Pero, y en el polo opuesto, ¿no han sido los excesos de hooligans, las batallas campales que se han producido, la testosterónica fuerza antinómica que se empeñan en ejercer la violencia para hacer imperar la fuerza de su representación? Diezmados por un vaciamiento en el signo “ser inglés”, por ejemplo, que va a terminar por no significar nada, el hooligan hace gala de un suplemento en la fuerza coercitiva y violenta del Estado para ampliar su poder hegemónico. Rusos contra ingleses, alemanes contra ucranianos, norirlandeses contra franceses, etc: cuando –al contrario que en el caso del emigrante o exiliado- el ciudadano patriótico siente que las estructuras voladizas del Estado ya tampoco le representan, se encarna él mismo para dotar del fuerza performativa al significante “nación”.

Brexit aparte, fracaso de la Unión Europea aparte, ¿no son estas tectónicas descubiertas a raíz del único acontecimiento con capacidad disruptiva –el futbolístico– la prueba de fuego para ir dando por finiquitada la idea de Europa? Quizá no sea todo más que una puesta en práctica de la agonía con que Massimo Cacciari califica a Europa: “la identidad europea era y sigue siendo una identidad en conflicto. La agonía de Europa –de la que hablará María Zambrano– no es sino el ser agónico de Europa”. Es esa vibración agónica, ese campo de paradojas sobre el que siempre se ha levantado Europa, la certeza temblorosa de que el nihilismo es ciertamente su destino, lo que ha hecho sacudir la Eurocopa. Porque la red de sensibilidades ya estaba ahí: sólo hacía falta sacudir el tapete.

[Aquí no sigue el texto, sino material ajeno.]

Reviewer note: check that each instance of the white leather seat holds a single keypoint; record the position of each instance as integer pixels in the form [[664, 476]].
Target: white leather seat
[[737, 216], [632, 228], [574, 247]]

La única alegría es que, al menos, hemos ganado tres Eurocopas y un Mundial antes de que la noción de Europa –y por lo tanto, de España– sea licuada del todo. Algo, quizá lo único, que con todo lujo de detalles podamos contar a nuestros nietos. Pero eso, sin duda, basta porque Europa, lo que es Europa, sólo se conjuga en futuro.

 

Imagen: Rogelio López Cuenca, Decreto nº 2 (1992). Una las piezas que fueron retiradas antes de la inauguración oficial de la Expo´92. Ésta y el resto de obras que componían la serie, pasaron a forman parte de la Colección del Museo Nacional Centro de Arte Reina Sofía. En la actualidad, en la Plaza Nouvel del Museo, puede contemplarse Decreto nº 1.